When projects drag on (and on) companies miss out on new sales opportunities, risk losing ground to competitors and waste thousands maybe millions of dollars.

How We Adapted Design Sprints for B2B Services Companies

Vecteris is Design Sprint certified through AJ&Smart. If you haven’t heard of them, AJ&Smart has been conducting Design Sprints since 2016 when it first became a real thing.  And, more recently, they teamed up with the original Sprint creator and author, Jake Knapp, to teach others on the process.  Through our experience delivering Design Sprints to clients, we have seen the significant time and money companies can save in designing and testing new product ideas.

But, we have made some tweaks.  We've adapted the Design Sprint process to better meet the unique needs of the B2B services companies we serve who have hard-to-schedule buyers and very distinct buyer and user needs.  Here are a few things to keep in mind when conducting a design sprint in the B2B services space.

1. Start with the Buyer AND Users’ most urgent and expensive problems.
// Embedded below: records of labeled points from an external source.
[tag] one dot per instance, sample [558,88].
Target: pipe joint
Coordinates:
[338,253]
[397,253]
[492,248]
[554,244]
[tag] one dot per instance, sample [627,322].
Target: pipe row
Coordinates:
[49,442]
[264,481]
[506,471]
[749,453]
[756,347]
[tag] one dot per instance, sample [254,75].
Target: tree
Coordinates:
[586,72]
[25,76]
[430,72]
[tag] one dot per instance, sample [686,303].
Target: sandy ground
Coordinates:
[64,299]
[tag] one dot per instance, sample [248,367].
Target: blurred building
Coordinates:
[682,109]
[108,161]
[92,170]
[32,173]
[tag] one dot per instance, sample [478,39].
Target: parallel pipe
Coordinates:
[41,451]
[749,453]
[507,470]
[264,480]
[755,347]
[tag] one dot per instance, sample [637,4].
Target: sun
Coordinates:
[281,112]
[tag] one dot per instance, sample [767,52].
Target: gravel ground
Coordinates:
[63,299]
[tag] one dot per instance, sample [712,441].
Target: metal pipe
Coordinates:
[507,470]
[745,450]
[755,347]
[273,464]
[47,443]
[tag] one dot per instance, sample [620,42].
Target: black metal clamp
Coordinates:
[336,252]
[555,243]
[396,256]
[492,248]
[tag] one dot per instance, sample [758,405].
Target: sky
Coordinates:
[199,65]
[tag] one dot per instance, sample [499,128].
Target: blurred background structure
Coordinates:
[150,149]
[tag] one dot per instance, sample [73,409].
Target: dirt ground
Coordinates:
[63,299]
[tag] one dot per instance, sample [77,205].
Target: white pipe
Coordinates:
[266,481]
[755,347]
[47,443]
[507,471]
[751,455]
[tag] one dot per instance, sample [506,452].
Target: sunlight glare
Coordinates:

No matter what, we always start with the most urgent and expensive problems.  In the B2B services space, we have to consider both the needs of the executive-level buyers (for the initial sale) and the users (to ensure long term value of the customer).   Often we have plenty of internal knowledge from sales, marketing, and the customer success team to identify both buyer and user needs but if we are looking to launch a completely new product or opening up a new market it is important to conduct some quick customer research in advance. 

2. Understand the Whitespace Opportunities

You probably have a good sense of the traditional competitors in your market. But don’t neglect your competitor analysis work, many of our B2B clients are surprised by competition coming from digital-first start-ups that are offering both services alongside a product.  We recommend a competitive scan which, combined with buyer and user research, gives companies a solid understanding of what white space opportunities there are before starting a B2B Design Sprint.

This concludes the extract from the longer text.